The musing literacy of the 3/4-metered “Desert’s Cry” bridges jazz fluency and non-Western spirituality in an attractive ethnic fusion. A similar tempo and mood characterize “Sands”, which closes out the album.
The classical background of the bandleader is strongly felt on both “Dance” and “Condor”. However, the tunes display distinct qualities. If the latter is deeply explorative in its jazz-classical hybridity, the former is a percussive charmer, churning a settled mix of ideas that include sax-bass unisons and expressive solos over jazz harmonic progressions.
The cumulative wisdom of the musicians simmers well throughout this enticing conceptual album, serving to translate complex compositions into traveler songs of sheer beauty and apparent facility.

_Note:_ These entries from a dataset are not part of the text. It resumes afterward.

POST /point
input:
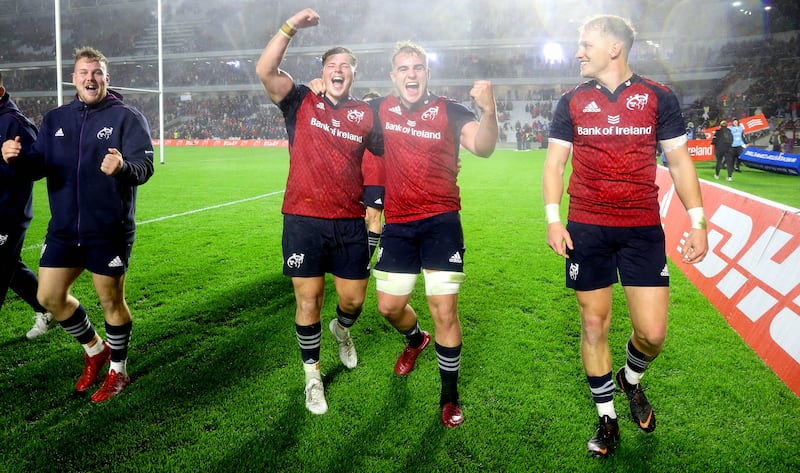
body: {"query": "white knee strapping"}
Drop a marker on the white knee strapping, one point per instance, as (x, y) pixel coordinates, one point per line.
(439, 283)
(396, 284)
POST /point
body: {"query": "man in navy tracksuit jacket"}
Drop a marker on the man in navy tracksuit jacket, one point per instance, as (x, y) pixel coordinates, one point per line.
(94, 152)
(16, 192)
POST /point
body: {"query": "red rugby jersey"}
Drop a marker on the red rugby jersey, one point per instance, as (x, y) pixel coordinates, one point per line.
(614, 136)
(326, 145)
(420, 149)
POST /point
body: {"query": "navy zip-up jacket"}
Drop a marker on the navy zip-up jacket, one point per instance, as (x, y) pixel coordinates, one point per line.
(88, 207)
(16, 188)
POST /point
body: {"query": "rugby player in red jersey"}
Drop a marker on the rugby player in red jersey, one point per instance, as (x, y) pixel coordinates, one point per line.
(323, 226)
(611, 125)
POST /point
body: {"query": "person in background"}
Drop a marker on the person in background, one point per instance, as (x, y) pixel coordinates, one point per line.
(323, 223)
(374, 191)
(738, 145)
(16, 212)
(722, 141)
(94, 151)
(614, 232)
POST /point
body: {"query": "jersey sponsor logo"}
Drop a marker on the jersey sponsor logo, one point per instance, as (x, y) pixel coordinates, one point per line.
(431, 113)
(637, 101)
(105, 133)
(295, 261)
(591, 108)
(573, 271)
(355, 116)
(335, 130)
(408, 130)
(614, 130)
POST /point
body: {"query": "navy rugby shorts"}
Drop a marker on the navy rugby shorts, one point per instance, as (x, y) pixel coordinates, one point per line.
(315, 246)
(108, 259)
(431, 243)
(636, 254)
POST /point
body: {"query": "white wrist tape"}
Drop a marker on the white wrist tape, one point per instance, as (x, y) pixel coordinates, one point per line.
(697, 217)
(552, 212)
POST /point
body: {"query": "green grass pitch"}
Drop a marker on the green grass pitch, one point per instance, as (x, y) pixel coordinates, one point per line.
(217, 379)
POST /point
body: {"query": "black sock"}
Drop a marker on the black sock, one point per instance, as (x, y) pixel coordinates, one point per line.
(449, 359)
(414, 336)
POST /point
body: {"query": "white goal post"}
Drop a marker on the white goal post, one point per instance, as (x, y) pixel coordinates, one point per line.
(60, 79)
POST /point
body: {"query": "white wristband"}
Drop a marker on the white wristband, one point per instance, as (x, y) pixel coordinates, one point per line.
(552, 212)
(697, 217)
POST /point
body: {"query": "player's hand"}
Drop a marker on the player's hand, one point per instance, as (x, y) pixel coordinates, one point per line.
(304, 19)
(112, 162)
(559, 240)
(483, 95)
(12, 149)
(696, 247)
(317, 86)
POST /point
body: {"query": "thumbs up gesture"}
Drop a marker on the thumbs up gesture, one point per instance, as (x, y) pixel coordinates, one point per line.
(112, 162)
(12, 149)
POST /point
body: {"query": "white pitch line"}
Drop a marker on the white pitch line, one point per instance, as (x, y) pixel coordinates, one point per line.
(166, 217)
(190, 212)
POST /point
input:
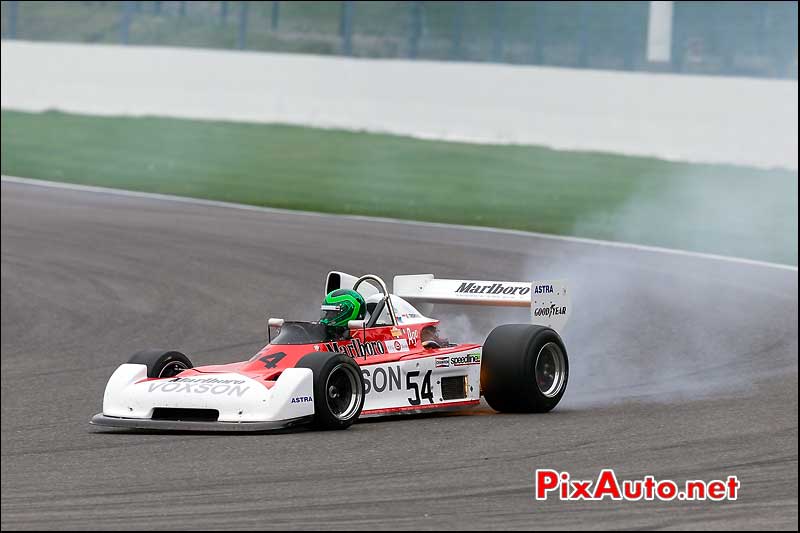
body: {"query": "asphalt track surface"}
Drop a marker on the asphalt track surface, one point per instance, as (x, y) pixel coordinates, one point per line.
(682, 368)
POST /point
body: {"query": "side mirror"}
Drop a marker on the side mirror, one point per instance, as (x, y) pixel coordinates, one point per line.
(273, 323)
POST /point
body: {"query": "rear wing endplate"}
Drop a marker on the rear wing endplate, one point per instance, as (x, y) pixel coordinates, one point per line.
(548, 301)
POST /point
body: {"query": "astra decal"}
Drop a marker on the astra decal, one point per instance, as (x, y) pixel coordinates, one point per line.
(413, 335)
(493, 288)
(464, 360)
(552, 310)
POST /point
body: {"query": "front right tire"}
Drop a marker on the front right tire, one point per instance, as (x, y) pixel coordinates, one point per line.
(338, 389)
(161, 364)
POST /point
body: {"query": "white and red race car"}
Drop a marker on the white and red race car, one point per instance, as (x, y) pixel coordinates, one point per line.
(392, 362)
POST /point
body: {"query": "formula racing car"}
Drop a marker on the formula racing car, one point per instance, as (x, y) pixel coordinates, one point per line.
(372, 353)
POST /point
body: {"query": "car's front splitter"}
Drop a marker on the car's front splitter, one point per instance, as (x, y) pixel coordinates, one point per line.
(184, 425)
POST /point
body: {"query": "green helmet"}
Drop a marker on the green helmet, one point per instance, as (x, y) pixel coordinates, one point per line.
(341, 306)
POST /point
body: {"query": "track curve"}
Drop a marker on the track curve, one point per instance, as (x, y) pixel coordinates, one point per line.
(682, 368)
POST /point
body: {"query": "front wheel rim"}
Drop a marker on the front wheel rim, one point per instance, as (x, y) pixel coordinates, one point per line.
(550, 370)
(342, 391)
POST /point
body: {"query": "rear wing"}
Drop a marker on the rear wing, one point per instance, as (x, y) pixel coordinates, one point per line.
(548, 300)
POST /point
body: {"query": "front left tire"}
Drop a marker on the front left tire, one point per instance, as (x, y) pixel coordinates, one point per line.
(161, 364)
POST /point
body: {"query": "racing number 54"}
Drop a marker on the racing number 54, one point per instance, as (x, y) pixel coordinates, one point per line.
(425, 394)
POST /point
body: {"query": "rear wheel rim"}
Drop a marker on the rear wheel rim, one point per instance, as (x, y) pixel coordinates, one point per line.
(342, 391)
(550, 370)
(173, 368)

Other good examples are the breezy “Oasis”, rhythmically driven by brushes and featuring a gallant bass solo; “Dust Storm”, a modal jazz inflection marked by the disparate tonalities of McCandless oboe and bass clarinet; and “Garden of Eden”, a softly introspective piece with a folk melody and fugue-like piano movements.
Never too smooth, never too aggressive, the album offers the possibility and the pleasure of discovering new places. The classy compositions presented here conjure up the great mystic of the desert. The music feels like finding a precious oasis.